Angiotensin-converting enzyme (ACE) catalyzes conversion of angiotensin I to angiotensin II, which is a potent vasoconstrictor. Inhibition of ACE with ACEI decreases the production of angiotensin II and thus lowers blood pressure. However, ACE is the main enzyme that is also responsible for the degradation of bradykinin. Although bradykinin is degraded by other peptidases--for example, aminopeptidases M, carboxypeptidases N, neutral endopeptidases, dipeptidyl peptidase IV, enkephalinases, or neprilysin--these enzymes are less effective than ACE (7). In susceptible individuals taking ACEI, alternative pathways for bradykinin degradation are less active, which in turn causes episodic accumulation of bradykinin and subsequently cough or AE (8). Risk of AE is increased in patients with certain polymorphisms. The insertion II genotype of insertion/deletion (I/D) ACE polymorphism is associated with low circulating ACE levels (9). Patients with C-2399A polymorphism have reduced activity of aminopeptidase P and a higher incidence of ACEI-AE. Because the gene is X-linked, it explains a higher frequency of ACEI-AE in women, as found in some studies. The bradykinin receptor B2R-9 allele has higher affinity for bradykinin and was associated with more severe episodes in cases of hereditary AE due to C1NH deficiency (9). Substance P, which is also degraded by ACE, and additionally by neutral endopeptidases, can contribute to AE by increasing vascular permeability (10).

Up to 5% of patients do not tolerate ACEI, primarily due to cough, and AE occurs in 0.1% to 0.7% of patients taking ACEI (11). In a meta-analysis of 40 randomized controlled trials with 74,857 patients, AE occurred in 0.3% of patients receiving ACEI and in 0.11% of patients receiving angiotensin receptor blockers or placebo (12).

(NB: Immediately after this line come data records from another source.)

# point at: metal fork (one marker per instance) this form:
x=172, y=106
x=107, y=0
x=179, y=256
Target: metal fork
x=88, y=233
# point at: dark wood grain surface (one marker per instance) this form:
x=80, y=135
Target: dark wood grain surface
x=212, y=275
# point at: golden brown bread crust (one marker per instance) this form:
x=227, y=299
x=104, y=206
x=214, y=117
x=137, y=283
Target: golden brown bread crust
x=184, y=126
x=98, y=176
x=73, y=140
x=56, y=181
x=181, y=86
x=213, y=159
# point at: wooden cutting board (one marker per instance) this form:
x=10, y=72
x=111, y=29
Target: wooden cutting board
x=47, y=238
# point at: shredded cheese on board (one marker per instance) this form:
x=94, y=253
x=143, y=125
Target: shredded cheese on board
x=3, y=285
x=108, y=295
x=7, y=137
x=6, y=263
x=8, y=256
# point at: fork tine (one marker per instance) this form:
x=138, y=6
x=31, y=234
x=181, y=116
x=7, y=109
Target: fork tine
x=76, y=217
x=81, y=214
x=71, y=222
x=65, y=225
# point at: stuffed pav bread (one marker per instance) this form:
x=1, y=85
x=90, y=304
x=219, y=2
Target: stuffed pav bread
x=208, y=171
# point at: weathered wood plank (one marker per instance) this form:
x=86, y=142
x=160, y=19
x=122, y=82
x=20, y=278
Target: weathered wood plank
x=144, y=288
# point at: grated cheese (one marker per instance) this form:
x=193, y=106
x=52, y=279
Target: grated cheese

ACEI is a frequently used medication for hypertension, chronic heart failure, ischemic heart disease, diabetic nephropathy, and progressive renal failure. In the last few years, use of ACEI has increased substantially (13). In Slovenia, between 2003 and 2013, ACEI use has increased by 47.6% (14). Parallel with increased ACEI prescription, increased frequency of AE has also been no ticed (15, 16). Holm and Ovesen showed a three-fold increase in ACE use from 2000 to 2009, and a 69% higher incidence in ACEI-AE in 2005-2009 compared to 2000-2004 (13).

AE usually manifests soon after initiating ACEI therapy, but can also manifest only after years of therapy (4). Our patients were diagnosed with ACEI-AE after a median of three to 10 episodes. IAE is more frequent in women than in men, as also shown in our study (4). However, in ACEI-AE, we found no difference in the sex distribution, as was also the case in the study of patients hospitalized for ACEI-AE (17). Patients with ACEI-AE are significantly older than patients with IAE, which can be explained by the fact that an ACEI is prescribed in advanced age.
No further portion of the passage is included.